Ну и попал же ее сын. «Она любит меня, и я ее люблю, говорю тебе, чтобы ты знала», — вот все, что сказал сын. Если отец с матерью согласны, все и было бы как у людей: сказали бы — приходи сватай! А то втихомолку. И брат, видишь, старший есть. Сохрани, аллах, от беды. Родители-то девчонку могут назад потребовать, да еще упекут Кемаля в тюрьму.
Старуха совсем расстроилась.
Как увидела — девушка из такси выходит с узелком, на сердце и лег тяжелый камень. Не дай бог, принесет она беду, ее сыну.
Старуха встала и заковыляла в комнату. Гюллю посмотрела ей вслед. Пакизе сказала про свекровей: «Пусть провалится самая лучшая из них!» Пакизе права. Старуха явно недовольна ее приездом. Бамия сушеная. Господи, только бы все хорошо кончилось!
Старуха вернулась с банкой красного перца, присела на корточки у очага, корявыми пальцами захватила щепотку, другую, бросила в суп. Задумчиво закрыла банку.
— Тебе сколько лет?
— Шестнадцать.
— Вай, вай! Ах, дитя мое. Неразумная молодость… А ты подумала, чем все это кончится? А если придут полицейские и заберут моего сына в тюрьму?!
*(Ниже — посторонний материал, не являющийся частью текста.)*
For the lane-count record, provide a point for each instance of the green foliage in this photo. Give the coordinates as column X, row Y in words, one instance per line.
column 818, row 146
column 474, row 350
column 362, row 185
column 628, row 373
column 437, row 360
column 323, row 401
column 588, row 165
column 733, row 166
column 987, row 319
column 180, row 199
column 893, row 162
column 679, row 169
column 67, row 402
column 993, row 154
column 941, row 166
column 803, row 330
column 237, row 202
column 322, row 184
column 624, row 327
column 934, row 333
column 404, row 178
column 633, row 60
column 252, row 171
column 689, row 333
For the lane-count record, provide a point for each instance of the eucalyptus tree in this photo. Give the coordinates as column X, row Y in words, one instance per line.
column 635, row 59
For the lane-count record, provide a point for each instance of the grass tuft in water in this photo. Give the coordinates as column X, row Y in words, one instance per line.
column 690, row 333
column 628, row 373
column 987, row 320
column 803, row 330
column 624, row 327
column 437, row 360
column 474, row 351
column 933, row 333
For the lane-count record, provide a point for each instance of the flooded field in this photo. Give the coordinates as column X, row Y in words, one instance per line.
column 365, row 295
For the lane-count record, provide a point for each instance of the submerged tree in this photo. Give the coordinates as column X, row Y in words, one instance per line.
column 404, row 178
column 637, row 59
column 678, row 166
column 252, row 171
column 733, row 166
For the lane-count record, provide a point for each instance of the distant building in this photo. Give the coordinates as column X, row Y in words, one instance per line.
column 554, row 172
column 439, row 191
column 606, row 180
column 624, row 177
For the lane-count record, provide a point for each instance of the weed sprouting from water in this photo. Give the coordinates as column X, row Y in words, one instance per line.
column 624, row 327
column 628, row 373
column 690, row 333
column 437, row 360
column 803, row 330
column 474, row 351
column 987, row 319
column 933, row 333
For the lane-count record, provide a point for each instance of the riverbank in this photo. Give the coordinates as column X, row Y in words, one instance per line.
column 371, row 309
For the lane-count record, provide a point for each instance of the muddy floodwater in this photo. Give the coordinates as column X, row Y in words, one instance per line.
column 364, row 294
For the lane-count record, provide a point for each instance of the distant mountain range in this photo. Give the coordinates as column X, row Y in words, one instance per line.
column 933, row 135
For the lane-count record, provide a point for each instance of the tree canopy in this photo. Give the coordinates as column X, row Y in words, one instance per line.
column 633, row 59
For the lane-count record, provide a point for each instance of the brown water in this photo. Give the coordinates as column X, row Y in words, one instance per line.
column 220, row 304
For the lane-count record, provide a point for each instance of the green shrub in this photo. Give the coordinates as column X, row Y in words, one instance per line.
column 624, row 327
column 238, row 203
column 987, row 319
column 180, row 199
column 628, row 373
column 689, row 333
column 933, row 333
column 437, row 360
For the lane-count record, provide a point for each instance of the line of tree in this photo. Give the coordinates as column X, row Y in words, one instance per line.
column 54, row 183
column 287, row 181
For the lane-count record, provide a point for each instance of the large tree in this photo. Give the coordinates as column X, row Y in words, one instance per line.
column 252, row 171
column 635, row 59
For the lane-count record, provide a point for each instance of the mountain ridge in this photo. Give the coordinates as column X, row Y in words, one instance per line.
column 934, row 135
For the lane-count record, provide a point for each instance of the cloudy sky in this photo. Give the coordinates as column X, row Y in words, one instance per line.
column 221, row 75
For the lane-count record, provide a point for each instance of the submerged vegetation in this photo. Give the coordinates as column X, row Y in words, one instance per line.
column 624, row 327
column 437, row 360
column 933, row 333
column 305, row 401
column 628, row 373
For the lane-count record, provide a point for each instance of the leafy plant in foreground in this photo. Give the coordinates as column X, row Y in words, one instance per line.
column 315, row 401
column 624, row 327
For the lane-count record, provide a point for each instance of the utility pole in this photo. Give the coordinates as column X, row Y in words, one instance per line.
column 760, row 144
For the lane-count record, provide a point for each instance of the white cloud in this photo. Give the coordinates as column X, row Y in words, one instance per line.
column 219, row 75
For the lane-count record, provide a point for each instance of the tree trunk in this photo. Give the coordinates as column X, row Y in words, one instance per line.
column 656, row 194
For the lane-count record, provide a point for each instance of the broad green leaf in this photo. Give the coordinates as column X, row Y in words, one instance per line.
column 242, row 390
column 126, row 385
Гюллю гневно вскинула голову.
— Не бойся, ничего не случится. Я знаю, что сказать полицейским. Твой сын не увозил меня, я сама убежала к нему. И точка!
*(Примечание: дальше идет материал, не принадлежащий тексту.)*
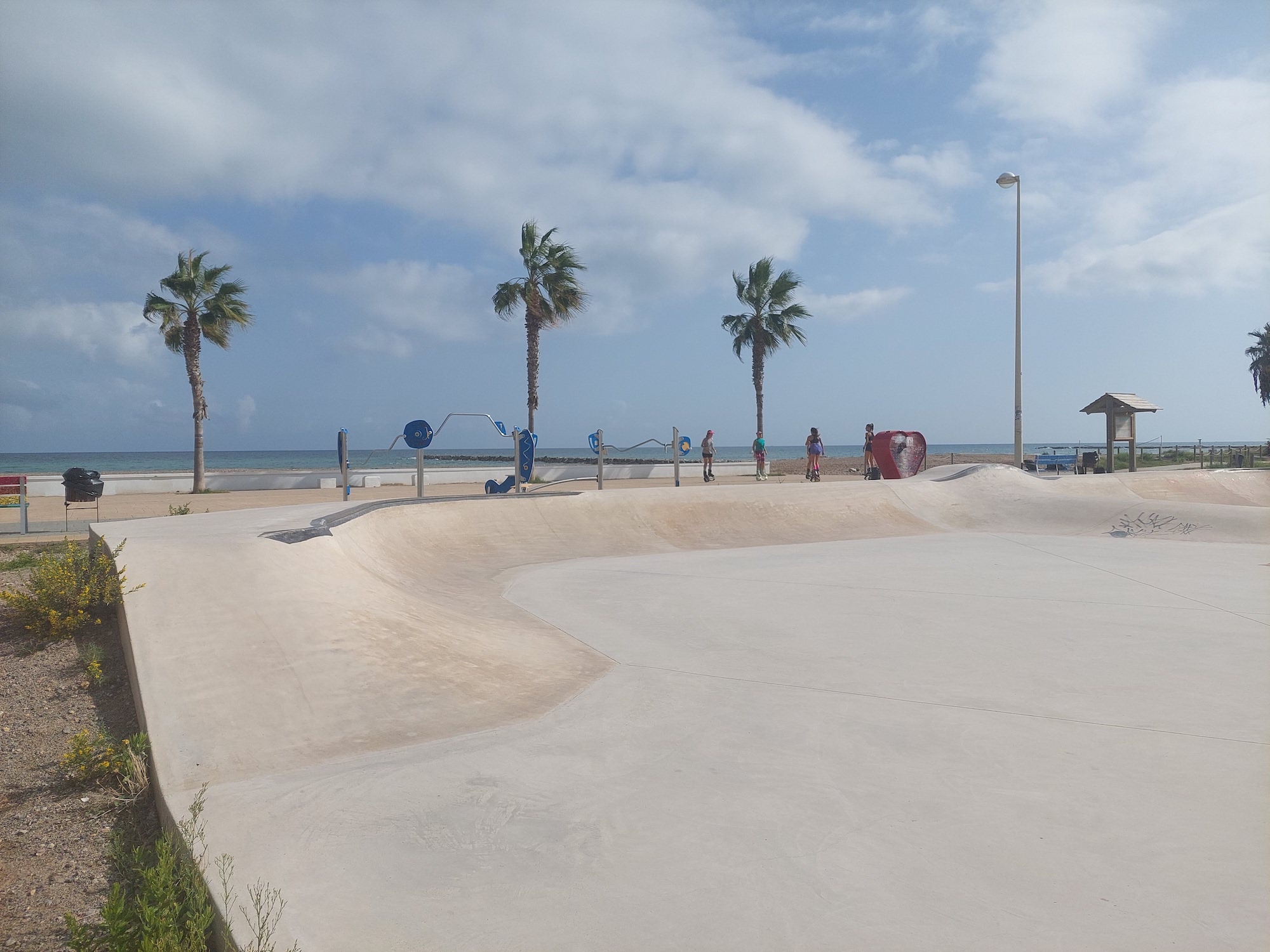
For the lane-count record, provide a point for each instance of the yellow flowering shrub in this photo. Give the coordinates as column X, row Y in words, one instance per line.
column 95, row 755
column 70, row 587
Старуха вздрогнула. Дерзкие они какие, городские-то… Не-е-т. Ей бы такую невестку, как Фаттум, тихую, скромную. Кроме Кемаля и не знает никого. А как она, бедняжка, побледнела, когда увидела с Кемалем незнакомую девушку… А когда поняла, в чем дело, слезы так и брызнули из глаз, и лицом вся белая такая стала…
Старуха тяжело поднялась, смахнула слезу, навернувшуюся на глаза, и пошла из кухни.
— У, старая… — Гюллю проводила ее обиженным взглядом. — Есть ли у меня отец, есть ли у меня мать, сколько мне лет, вдруг придут полицейские… Ни за что я с тобой жить не стану! К соседям, наверно, пошла мне косточки перемывать.
Мать Кемаля остановилась у двери Дакура и позвала: «Фаттум!»
Фаттум плакала, положив голову к отцу на колени. Она плакала с самого утра, когда увидела девушку, которую Кемаль привез из города в такси. Старый Дакур был опечален не меньше дочери. Его сладкие мечты рухнули разом. Не объединить теперь огородов, не нянчить ему внуков. А Дакуру хотелось уйти из этого мира спокойно, оставив любимую дочь счастливой. Теперь надежды рухнули.
— Выйди, доченька, тебя зовут, — попросил Дакур, когда за дверью послышался голос старой Марьям. Но Фаттум только потрясла головой — тетушка Марьям теперь чужая свекровь…
— Фатту-ум…
— Выйди, доченька, выйди, нехорошо так! — уговаривал Дакур. И когда Фаттум не отозвалась, подложил под голову дочери подушку, встал, пошел открывать сам.